The tzaddikim and ge’onim of Klal Yisrael are the “eyes of the community” (einei ha’eidah), the talmidei chachamim and righteous women are the heart and head, and people of lesser stature are the arms, hands, and legs. All these “limbs,” though, are components of the whole, and ahavas Yisrael for all must be absolute.
The Talmud Yerushalmi (Nedarim) makes an interesting observation regarding the mitzvah of “You shall not take revenge and you shall not bear a grudge.” It says: If someone accidentally cut his left hand with a knife he was holding in his right hand, would he grab the knife with his left hand and cut his right hand in revenge? Of course not!
The Jewish people are one unified body before Hashem. (That’s why R’ Akiva taught that loving our fellow man is a fundamental principle of Torah.) Taking revenge on another individual is like taking revenge on oneself.
The Maharam, the rosh yeshiva in Lublin, and R’ Shimon Zev Auerbach, the son-in-law of the Maharshal, once got into a disagreement about one of the commentaries of Tosafos.

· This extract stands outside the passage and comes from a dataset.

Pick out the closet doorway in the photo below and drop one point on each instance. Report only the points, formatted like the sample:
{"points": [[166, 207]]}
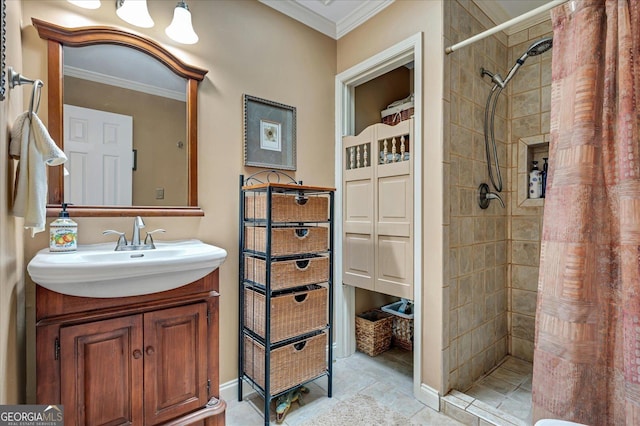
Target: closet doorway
{"points": [[407, 53]]}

The Maharam explained it one way while R’ Shimon Auerbach explained it a different way.
When the arguments between the students of these two great personalities intensified, the leaders of the community decided to consult with R’ Shimon Abuhav, the chief rabbi of Amsterdam. Whoever was deemed correct would remain in his position while the other would leave.
R’ Shimon ruled that additional information was necessary to explain Tosafos. The leaders wanted to dismiss the Maharam, but R’ Shimon Auerbach opposed the idea. Ultimately, both of them were dismissed and Lublin was left without a rav or a rosh yeshiva.
The community’s leaders then asked the world-renowned Maharsha, the rav of Ostrov, to become their rabbi. The Maharsha notified the community of Lublin that he would give his first drasha as rav of Lublin on Shabbos – which he did.
When he concluded, he said, “Why did you ask me to become rav of Lublin? I am presently rav in Ostrov, a city that is twice as large as Lublin. How could you ask me to leave the rabbinate of Ostrov and become the rav of Lublin?
“The question is also for me,” he continued. “Why did I leave Ostrov and come here?
“If you will allow me, I will give you the answer. I came because in all of Ostrov there are no two individuals who are as great in Torah as the two in Lublin, the Maharam and R’ Shimon Zev. They are gedolei hador, leaders of the generation! As the rabbi of Lublin, I decree that you reappoint the Maharam to his position as well as R’ Shimon Zev to his position.”
They were both immediately reappointed and peace reigned in the city.
The Maharasha had fulfilled the words in Avos D’Rebbi Nosson that a person should perceive the honor of his friend exactly as he perceives his own, and he should protect the honor and name of his friend just as he would want his own name and honor protected.